Source : Bienvenue dans le désert du réel par Slavoj Žižek, éditions Flammarion, collection Champs essais
C’est une vieille blague qui circulait dans la défunte
RDA à propos d’un travailleur allemand qui trouve du travail en Sibérie ;
conscient du fait que tout son courrier sera lu par les censeurs, il explique à
ses amis : « Établissons un code : si vous recevez de moi une
lettre écrite à l’encre ordinaire, bleue, je dis la vérité. Si elle est écrite
à l’encre rouge, je mens. »
Un mois plus tard, ses amis reçoivent la première
lettre, écrite à l’encre bleue : « Tout est parfait ici, les magasins
sont approvisionnés, la nourriture abondante, les logements spacieux et bien
chauffés, au cinéma on donne des films de l’Ouest, les filles sont nombreuses
et peu farouches… la seule chose qui manque, c’est de l’encre rouge. »

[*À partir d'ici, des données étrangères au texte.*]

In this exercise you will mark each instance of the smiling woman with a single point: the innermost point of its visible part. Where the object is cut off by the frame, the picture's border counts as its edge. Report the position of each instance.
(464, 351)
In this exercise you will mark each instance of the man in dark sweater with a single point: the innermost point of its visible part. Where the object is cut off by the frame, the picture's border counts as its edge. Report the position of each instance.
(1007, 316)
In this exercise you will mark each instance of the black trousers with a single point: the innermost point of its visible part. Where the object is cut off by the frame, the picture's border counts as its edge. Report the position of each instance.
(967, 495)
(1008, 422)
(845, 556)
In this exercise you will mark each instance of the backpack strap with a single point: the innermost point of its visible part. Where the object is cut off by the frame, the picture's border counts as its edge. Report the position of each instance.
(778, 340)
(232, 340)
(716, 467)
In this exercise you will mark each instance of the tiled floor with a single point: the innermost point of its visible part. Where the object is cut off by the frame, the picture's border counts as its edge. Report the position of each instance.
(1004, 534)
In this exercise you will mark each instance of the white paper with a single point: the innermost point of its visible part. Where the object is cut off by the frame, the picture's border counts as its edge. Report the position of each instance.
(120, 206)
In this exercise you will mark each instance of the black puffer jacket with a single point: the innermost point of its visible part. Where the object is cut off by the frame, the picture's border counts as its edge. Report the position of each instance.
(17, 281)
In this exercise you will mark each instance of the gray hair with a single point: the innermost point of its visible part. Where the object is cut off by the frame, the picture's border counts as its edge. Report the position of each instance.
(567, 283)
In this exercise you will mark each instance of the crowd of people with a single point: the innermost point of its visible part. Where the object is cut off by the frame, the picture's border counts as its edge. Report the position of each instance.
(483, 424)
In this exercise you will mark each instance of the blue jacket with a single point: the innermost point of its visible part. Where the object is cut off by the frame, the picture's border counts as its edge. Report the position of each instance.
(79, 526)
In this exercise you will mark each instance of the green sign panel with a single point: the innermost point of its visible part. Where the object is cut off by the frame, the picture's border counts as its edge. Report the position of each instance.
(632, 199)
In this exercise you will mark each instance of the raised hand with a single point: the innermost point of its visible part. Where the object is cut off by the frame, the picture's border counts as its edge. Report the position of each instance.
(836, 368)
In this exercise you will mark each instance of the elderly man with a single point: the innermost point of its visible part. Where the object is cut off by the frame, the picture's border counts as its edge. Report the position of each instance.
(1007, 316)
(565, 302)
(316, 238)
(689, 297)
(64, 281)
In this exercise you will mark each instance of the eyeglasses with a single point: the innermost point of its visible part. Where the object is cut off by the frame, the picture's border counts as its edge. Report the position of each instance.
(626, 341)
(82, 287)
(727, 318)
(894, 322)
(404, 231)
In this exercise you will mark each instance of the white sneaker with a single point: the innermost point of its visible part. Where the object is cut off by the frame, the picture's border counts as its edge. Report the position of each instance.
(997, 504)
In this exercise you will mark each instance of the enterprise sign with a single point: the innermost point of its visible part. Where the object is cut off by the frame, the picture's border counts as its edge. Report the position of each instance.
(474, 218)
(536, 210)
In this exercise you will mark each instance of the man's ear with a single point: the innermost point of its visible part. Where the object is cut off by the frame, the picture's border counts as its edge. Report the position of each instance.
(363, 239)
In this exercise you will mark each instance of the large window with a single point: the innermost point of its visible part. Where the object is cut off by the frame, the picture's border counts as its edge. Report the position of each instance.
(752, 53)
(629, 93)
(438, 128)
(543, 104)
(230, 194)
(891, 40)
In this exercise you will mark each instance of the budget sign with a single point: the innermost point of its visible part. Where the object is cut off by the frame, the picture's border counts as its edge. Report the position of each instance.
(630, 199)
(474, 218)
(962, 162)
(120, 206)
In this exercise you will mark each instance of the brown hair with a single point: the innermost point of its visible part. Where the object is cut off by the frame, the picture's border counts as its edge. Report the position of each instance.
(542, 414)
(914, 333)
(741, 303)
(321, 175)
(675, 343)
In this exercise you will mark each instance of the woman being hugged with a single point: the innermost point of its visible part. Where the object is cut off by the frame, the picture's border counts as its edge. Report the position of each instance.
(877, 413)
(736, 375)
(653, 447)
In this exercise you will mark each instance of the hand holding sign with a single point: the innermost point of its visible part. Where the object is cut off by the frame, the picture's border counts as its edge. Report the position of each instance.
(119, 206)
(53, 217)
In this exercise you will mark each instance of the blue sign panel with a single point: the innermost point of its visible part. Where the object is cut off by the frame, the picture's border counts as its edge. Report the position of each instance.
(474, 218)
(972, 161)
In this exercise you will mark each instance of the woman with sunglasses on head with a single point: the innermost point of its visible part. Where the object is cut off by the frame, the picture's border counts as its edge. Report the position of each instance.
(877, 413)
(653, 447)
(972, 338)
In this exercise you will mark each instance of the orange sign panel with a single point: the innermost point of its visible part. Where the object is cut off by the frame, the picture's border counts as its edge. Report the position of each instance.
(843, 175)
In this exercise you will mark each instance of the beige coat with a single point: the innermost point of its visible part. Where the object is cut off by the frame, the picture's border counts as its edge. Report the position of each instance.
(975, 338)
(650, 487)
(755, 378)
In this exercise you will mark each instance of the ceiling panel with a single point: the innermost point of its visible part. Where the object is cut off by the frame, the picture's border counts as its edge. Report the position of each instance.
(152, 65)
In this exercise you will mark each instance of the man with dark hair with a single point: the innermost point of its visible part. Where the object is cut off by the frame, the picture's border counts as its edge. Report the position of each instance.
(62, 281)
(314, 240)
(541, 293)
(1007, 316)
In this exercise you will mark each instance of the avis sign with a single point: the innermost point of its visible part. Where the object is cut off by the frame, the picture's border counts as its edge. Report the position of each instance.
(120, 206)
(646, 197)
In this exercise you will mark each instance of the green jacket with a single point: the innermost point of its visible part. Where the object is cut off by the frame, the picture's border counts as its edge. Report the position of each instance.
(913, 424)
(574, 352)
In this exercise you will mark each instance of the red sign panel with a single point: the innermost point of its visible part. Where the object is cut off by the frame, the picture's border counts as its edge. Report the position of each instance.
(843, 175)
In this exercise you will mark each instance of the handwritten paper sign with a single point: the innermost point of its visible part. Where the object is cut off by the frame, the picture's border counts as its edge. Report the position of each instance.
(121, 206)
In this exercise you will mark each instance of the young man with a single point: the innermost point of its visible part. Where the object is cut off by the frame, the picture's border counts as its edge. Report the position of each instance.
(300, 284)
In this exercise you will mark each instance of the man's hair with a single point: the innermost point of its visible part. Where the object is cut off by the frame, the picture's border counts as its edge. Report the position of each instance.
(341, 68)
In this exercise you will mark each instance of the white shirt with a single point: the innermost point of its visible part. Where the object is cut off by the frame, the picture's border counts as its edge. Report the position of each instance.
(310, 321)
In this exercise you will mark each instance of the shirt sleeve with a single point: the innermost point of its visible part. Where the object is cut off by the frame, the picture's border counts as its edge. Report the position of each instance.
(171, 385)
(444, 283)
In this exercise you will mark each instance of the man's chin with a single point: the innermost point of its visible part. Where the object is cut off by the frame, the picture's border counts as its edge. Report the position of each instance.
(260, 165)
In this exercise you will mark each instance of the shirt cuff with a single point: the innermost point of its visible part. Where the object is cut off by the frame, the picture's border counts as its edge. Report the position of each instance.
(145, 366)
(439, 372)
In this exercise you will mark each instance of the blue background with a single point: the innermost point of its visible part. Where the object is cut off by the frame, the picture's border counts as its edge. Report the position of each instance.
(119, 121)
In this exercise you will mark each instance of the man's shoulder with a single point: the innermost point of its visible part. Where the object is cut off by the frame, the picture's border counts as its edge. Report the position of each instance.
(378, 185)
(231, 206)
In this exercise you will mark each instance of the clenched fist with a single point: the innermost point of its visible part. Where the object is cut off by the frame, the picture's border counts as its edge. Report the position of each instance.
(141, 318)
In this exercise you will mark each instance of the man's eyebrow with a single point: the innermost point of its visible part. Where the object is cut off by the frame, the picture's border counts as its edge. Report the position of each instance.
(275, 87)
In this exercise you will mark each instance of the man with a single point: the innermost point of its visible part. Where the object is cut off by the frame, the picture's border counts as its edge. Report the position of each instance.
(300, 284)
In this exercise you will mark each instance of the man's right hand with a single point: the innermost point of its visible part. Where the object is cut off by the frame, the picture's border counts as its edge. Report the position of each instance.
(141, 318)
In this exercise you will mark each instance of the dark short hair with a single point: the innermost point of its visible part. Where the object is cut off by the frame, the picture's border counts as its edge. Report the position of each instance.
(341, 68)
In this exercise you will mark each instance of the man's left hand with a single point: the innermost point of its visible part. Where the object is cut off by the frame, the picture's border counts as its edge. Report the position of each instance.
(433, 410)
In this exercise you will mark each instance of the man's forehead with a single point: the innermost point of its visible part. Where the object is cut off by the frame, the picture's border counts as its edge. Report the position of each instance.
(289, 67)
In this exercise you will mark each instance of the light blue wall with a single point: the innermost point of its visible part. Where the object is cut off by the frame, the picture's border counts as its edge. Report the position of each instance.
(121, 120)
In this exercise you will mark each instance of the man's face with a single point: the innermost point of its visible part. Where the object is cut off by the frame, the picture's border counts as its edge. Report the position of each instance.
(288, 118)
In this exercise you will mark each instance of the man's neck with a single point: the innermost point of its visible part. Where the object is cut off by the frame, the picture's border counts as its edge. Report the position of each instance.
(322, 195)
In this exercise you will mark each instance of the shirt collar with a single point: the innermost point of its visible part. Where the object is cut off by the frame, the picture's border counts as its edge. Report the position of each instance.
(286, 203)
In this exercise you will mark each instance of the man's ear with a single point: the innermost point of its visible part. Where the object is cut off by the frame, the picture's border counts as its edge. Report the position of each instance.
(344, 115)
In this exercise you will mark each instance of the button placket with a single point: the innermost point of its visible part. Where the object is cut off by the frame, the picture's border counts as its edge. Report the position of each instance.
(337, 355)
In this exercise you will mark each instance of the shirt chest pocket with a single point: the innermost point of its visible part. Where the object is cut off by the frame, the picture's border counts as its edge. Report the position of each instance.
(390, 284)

La structure, ici, est plus raffinée qu’il n’y paraît.
Même s’il ne peut indiquer de la manière entendue qu’il ment, le travailleur
parvient néanmoins à faire passer son message. Comment ? En incluant dans
le message codé la référence au code comme un élément du code lui-même.
Cet exemple ne nous offre-t-il pas la matrice d’une
critique efficace de l’idéologie et non seulement dans les conditions
« totalitaires » de la censure, mais, bien plus, peut-être, dans les
conditions plus raffinées de la censure libérale ? Dans un premier temps,
on reconnaît que chacun dispose de toutes les libertés désirées, puis on
complète l’énoncé en ajoutant simplement que la seule chose qui manque, c’est l’encre
rouge. On se sent « libre » pour la bonne raison que nous manque le
langage même pouvant articuler notre absence de liberté.
Dans ce sens précis, nos libertés elles-mêmes servent à masquer et à soutenir notre profonde absence de liberté.